In fairness to Penneys, whatever of their clothing, they have an exemplary track record not only in Ireland but also internationally under the Primark brand, when it comes to dealing with planning matters, store presentation and showcasing architecturally significant properties in their portfolio.
It is fitting that their flagship store in Ireland, and the mothership of their increasingly global empire, sets such a handsome standard by way of branding, urban design principles, shopfront design, and embracement of architectural heritage. The former Todd Burns department store of 1905 has been meticulously refurbished to, arguably even beyond, its former glory, and even more importantly in my book, they are doggedly militant in the upholding of high standards of presentation - a virtue almost lost in Dublin these days. Their signage, lighting, window displays and all the other optics of modern retailing are all carefully managed - and have been for a long time. Their immaculately proportioned shopfront here is easily one of the best in Ireland and a robust contemporary foil to the ebullient upper facade.

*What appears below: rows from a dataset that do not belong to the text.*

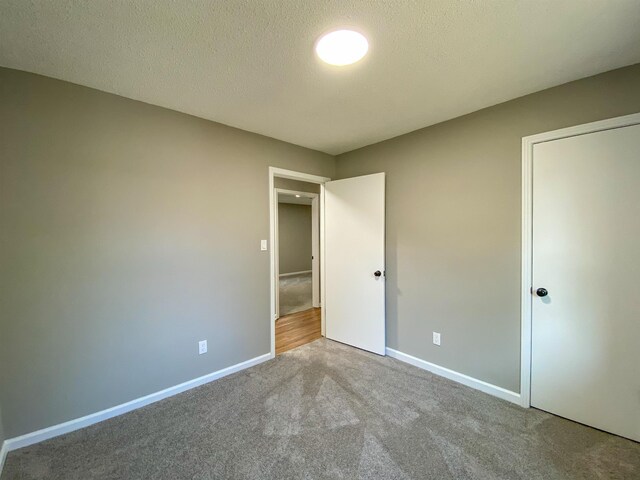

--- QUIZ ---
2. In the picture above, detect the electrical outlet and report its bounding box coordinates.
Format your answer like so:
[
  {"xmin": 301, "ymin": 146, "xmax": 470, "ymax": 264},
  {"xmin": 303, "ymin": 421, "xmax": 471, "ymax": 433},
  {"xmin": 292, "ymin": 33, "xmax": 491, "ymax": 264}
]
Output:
[
  {"xmin": 199, "ymin": 340, "xmax": 208, "ymax": 355},
  {"xmin": 433, "ymin": 332, "xmax": 441, "ymax": 346}
]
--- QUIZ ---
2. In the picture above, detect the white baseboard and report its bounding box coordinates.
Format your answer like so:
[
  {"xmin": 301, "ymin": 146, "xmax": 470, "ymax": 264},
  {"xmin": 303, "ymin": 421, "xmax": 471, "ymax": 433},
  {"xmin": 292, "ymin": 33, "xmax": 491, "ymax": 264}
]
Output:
[
  {"xmin": 0, "ymin": 440, "xmax": 7, "ymax": 476},
  {"xmin": 386, "ymin": 348, "xmax": 521, "ymax": 405},
  {"xmin": 279, "ymin": 270, "xmax": 312, "ymax": 277},
  {"xmin": 3, "ymin": 352, "xmax": 272, "ymax": 454}
]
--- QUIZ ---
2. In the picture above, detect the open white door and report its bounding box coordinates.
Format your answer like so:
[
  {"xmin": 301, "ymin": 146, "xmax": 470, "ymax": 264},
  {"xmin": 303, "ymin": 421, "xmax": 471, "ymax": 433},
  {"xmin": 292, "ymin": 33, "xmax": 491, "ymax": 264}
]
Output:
[{"xmin": 324, "ymin": 173, "xmax": 385, "ymax": 355}]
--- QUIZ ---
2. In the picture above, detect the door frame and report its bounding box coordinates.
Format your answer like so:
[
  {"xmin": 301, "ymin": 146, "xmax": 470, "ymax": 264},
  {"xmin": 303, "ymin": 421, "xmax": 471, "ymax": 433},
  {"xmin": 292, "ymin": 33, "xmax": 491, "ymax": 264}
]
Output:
[
  {"xmin": 520, "ymin": 112, "xmax": 640, "ymax": 408},
  {"xmin": 269, "ymin": 167, "xmax": 331, "ymax": 358},
  {"xmin": 274, "ymin": 188, "xmax": 320, "ymax": 318}
]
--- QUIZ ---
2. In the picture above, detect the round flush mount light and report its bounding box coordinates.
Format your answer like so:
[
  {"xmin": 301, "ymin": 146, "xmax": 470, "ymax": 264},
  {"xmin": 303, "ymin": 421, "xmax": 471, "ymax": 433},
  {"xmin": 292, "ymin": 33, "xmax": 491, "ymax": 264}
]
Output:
[{"xmin": 315, "ymin": 29, "xmax": 369, "ymax": 66}]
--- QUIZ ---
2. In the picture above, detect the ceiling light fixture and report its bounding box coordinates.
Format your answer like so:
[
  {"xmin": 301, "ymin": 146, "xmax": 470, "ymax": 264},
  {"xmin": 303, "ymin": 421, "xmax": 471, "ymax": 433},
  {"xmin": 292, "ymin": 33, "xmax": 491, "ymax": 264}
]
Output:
[
  {"xmin": 315, "ymin": 29, "xmax": 368, "ymax": 66},
  {"xmin": 295, "ymin": 194, "xmax": 301, "ymax": 198}
]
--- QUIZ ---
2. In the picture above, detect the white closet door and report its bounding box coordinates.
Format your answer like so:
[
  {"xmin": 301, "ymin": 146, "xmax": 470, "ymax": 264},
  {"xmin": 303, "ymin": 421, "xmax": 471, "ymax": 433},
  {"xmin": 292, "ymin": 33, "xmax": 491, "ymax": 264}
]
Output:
[{"xmin": 531, "ymin": 123, "xmax": 640, "ymax": 442}]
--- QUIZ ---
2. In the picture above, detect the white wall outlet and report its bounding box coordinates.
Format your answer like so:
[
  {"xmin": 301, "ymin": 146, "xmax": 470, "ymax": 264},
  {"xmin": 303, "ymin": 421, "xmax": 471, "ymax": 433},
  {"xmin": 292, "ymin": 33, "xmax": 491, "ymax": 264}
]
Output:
[
  {"xmin": 198, "ymin": 340, "xmax": 208, "ymax": 355},
  {"xmin": 433, "ymin": 332, "xmax": 441, "ymax": 346},
  {"xmin": 260, "ymin": 239, "xmax": 268, "ymax": 251}
]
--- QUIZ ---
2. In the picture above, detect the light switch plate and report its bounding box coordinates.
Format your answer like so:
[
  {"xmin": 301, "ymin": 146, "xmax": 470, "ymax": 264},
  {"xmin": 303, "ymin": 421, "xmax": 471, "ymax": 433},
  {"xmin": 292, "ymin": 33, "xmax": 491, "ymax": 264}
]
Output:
[{"xmin": 260, "ymin": 239, "xmax": 268, "ymax": 251}]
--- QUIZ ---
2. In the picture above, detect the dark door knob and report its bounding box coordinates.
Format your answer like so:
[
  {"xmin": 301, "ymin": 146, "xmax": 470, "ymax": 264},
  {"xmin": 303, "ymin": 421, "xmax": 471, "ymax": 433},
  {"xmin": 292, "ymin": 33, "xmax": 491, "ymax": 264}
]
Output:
[
  {"xmin": 536, "ymin": 288, "xmax": 548, "ymax": 297},
  {"xmin": 374, "ymin": 270, "xmax": 382, "ymax": 277}
]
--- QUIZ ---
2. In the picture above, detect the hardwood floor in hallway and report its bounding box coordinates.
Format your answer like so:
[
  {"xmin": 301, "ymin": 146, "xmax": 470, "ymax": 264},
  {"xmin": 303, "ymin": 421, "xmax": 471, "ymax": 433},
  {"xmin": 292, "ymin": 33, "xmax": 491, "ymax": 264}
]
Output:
[{"xmin": 275, "ymin": 307, "xmax": 321, "ymax": 355}]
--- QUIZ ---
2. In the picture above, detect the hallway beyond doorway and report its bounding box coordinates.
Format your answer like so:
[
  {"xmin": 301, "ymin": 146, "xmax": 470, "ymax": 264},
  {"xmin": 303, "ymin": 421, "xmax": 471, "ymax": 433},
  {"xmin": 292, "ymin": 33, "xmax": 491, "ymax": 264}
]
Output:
[
  {"xmin": 279, "ymin": 272, "xmax": 312, "ymax": 316},
  {"xmin": 275, "ymin": 308, "xmax": 321, "ymax": 355}
]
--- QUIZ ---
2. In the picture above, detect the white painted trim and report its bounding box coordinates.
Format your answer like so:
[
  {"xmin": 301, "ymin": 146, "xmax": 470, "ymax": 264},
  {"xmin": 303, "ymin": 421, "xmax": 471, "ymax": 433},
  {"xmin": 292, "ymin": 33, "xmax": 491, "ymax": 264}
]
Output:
[
  {"xmin": 269, "ymin": 167, "xmax": 330, "ymax": 356},
  {"xmin": 386, "ymin": 348, "xmax": 521, "ymax": 405},
  {"xmin": 311, "ymin": 195, "xmax": 320, "ymax": 308},
  {"xmin": 520, "ymin": 132, "xmax": 533, "ymax": 409},
  {"xmin": 0, "ymin": 440, "xmax": 7, "ymax": 477},
  {"xmin": 520, "ymin": 112, "xmax": 640, "ymax": 409},
  {"xmin": 320, "ymin": 184, "xmax": 326, "ymax": 335},
  {"xmin": 274, "ymin": 190, "xmax": 280, "ymax": 319},
  {"xmin": 2, "ymin": 352, "xmax": 271, "ymax": 453},
  {"xmin": 279, "ymin": 270, "xmax": 312, "ymax": 277},
  {"xmin": 270, "ymin": 169, "xmax": 276, "ymax": 337}
]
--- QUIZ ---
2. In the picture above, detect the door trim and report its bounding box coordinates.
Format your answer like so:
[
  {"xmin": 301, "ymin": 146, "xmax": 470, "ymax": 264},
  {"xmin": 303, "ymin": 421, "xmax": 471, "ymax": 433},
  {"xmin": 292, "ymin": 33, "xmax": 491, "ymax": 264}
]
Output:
[
  {"xmin": 269, "ymin": 167, "xmax": 331, "ymax": 358},
  {"xmin": 520, "ymin": 112, "xmax": 640, "ymax": 408}
]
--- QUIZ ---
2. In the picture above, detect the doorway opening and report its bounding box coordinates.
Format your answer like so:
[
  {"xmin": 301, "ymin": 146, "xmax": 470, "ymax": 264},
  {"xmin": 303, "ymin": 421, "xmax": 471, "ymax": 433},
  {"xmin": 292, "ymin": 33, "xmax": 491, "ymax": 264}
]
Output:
[
  {"xmin": 269, "ymin": 168, "xmax": 330, "ymax": 356},
  {"xmin": 275, "ymin": 187, "xmax": 319, "ymax": 316},
  {"xmin": 275, "ymin": 184, "xmax": 321, "ymax": 354},
  {"xmin": 269, "ymin": 167, "xmax": 387, "ymax": 358}
]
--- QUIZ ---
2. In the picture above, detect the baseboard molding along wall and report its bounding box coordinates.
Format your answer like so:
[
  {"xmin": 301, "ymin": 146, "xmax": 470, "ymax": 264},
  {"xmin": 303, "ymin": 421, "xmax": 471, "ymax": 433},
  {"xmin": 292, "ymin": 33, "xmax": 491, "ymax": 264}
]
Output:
[
  {"xmin": 1, "ymin": 346, "xmax": 521, "ymax": 477},
  {"xmin": 386, "ymin": 348, "xmax": 521, "ymax": 405},
  {"xmin": 279, "ymin": 270, "xmax": 312, "ymax": 277},
  {"xmin": 2, "ymin": 352, "xmax": 272, "ymax": 456},
  {"xmin": 0, "ymin": 440, "xmax": 7, "ymax": 476}
]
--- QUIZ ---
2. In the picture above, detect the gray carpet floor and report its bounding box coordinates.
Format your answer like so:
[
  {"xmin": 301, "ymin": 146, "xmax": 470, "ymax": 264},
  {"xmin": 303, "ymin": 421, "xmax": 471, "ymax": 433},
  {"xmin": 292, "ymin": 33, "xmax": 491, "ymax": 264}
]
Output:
[
  {"xmin": 3, "ymin": 339, "xmax": 639, "ymax": 480},
  {"xmin": 279, "ymin": 272, "xmax": 312, "ymax": 315}
]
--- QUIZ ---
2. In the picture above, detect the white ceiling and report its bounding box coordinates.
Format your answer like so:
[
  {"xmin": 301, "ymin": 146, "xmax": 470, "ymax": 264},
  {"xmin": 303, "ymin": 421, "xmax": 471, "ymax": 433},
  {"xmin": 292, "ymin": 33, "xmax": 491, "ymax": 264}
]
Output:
[
  {"xmin": 1, "ymin": 1, "xmax": 639, "ymax": 155},
  {"xmin": 279, "ymin": 193, "xmax": 313, "ymax": 206}
]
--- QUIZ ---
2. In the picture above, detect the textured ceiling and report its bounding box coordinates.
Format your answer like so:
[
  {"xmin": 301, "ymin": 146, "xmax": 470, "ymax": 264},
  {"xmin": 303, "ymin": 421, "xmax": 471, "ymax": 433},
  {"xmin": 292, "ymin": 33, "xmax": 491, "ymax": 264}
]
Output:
[{"xmin": 1, "ymin": 1, "xmax": 640, "ymax": 155}]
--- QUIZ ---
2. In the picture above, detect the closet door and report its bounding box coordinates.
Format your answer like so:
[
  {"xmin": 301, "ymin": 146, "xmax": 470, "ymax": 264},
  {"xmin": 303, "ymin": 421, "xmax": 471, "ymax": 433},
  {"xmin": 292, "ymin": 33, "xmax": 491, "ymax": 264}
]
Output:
[{"xmin": 531, "ymin": 123, "xmax": 640, "ymax": 441}]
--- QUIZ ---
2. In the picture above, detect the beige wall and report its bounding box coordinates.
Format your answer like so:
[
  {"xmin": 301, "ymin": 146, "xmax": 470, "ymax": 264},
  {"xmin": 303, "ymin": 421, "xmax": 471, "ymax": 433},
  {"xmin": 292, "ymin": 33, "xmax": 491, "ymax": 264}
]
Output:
[
  {"xmin": 274, "ymin": 178, "xmax": 321, "ymax": 194},
  {"xmin": 3, "ymin": 61, "xmax": 640, "ymax": 439},
  {"xmin": 336, "ymin": 63, "xmax": 640, "ymax": 392},
  {"xmin": 0, "ymin": 67, "xmax": 335, "ymax": 438},
  {"xmin": 278, "ymin": 203, "xmax": 312, "ymax": 274}
]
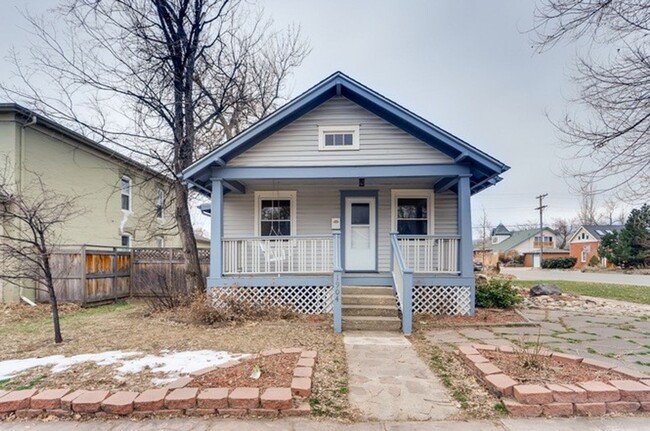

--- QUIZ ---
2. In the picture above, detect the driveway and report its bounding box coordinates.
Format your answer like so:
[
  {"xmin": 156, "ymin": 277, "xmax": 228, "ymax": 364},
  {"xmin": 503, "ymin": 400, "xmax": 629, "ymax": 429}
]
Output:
[{"xmin": 502, "ymin": 267, "xmax": 650, "ymax": 287}]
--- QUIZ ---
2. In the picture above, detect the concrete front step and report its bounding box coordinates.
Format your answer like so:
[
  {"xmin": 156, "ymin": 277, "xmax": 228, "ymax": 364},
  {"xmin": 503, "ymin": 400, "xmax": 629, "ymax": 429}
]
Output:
[
  {"xmin": 343, "ymin": 316, "xmax": 402, "ymax": 331},
  {"xmin": 342, "ymin": 294, "xmax": 396, "ymax": 306},
  {"xmin": 342, "ymin": 304, "xmax": 399, "ymax": 317},
  {"xmin": 342, "ymin": 286, "xmax": 393, "ymax": 296}
]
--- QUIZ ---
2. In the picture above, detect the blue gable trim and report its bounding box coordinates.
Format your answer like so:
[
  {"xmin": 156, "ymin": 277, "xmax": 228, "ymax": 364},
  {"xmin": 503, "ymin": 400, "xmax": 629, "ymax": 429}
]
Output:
[{"xmin": 183, "ymin": 71, "xmax": 509, "ymax": 192}]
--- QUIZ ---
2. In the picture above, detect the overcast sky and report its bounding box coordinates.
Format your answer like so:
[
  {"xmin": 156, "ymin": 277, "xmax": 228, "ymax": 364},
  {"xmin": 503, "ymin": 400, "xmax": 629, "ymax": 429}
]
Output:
[{"xmin": 0, "ymin": 0, "xmax": 624, "ymax": 233}]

It is incredible how the reopening, for the first time in decades, of the first floor of this flagship building late last year received so little attention. Along with the wider revamping of this truly colossal building, it was probably the largest single retail investment made in Dublin in the past five years, and one of the most transformative in a decade in terms of its branding and architectural impact. What was so remarkable about this project was the sudden reemergence of a vast period floorplate in the heart of Dublin’s north retail core, which had all but vanished from collective memory since its conversion for storage use, likely in the 1970s. I had always wondered what survived of the original Edwardian interior at first floor level, given the grandeur of the casement windows and the substantial floor to ceiling heights, and sure enough much of the original detail is still there. Less decadent than Clerys of a decade-and-a-bit later, Todd’s was always more of a warehouse-like store, thus the detailing is more robust and spartan, comprised of handsome squared columns and pilasters with decorative capitals, minimal cornicing and leaded glass partitions. The crowning glory is the series of delightful large roof lanterns which flood the deep plan interior with national light - all of which are intact. Of course, the ceiling has been overlaid with the must dizzying array of services one is ever likely to encounter, all sprayed gunmetal grey along with the ceiling, but one imagines the precedent had already been set with the storage facility up there.
The wider interior has been dressed with a funky array of interventions which complement and showcase to strategic effect the original features of the store, some of which required very substantial reordering of circulation to make it work. The stairwell with sharp glass lift shafts is magnificent.
If there is one continued note of concern, it is that only the facades and roofscape of Todd’s are designated under its Protected Structure listing - not the interior. Along with Arnotts further down the street, the vulnerability of buildings of this period in Dublin to piecemeal erosion and demolition remains, as showcased back in the late 2000s with the proposed wholesale demolition of Arnotts aside from its facades (much more of the Victorian store remains that paid professionals would acknowledge), while even Todd’s itself succumbed to damaging intervention as recently as 2003. Here, the entire original ground floor decorative ceiling was strengthened with additional stanchions and beams, the floor above screeded over, and the ground floor ceiling clad out with a new suspended ceiling. Sadly, this is effectively irreversible now.
Still, the first floor of old Todd’s is well worth a visit. The glass in the roof lanterns could have been unified a little better, and their lighting handled a little more warmly, but otherwise it is a well considered scheme, executed under the steady hand of Jack Coughlan Associates.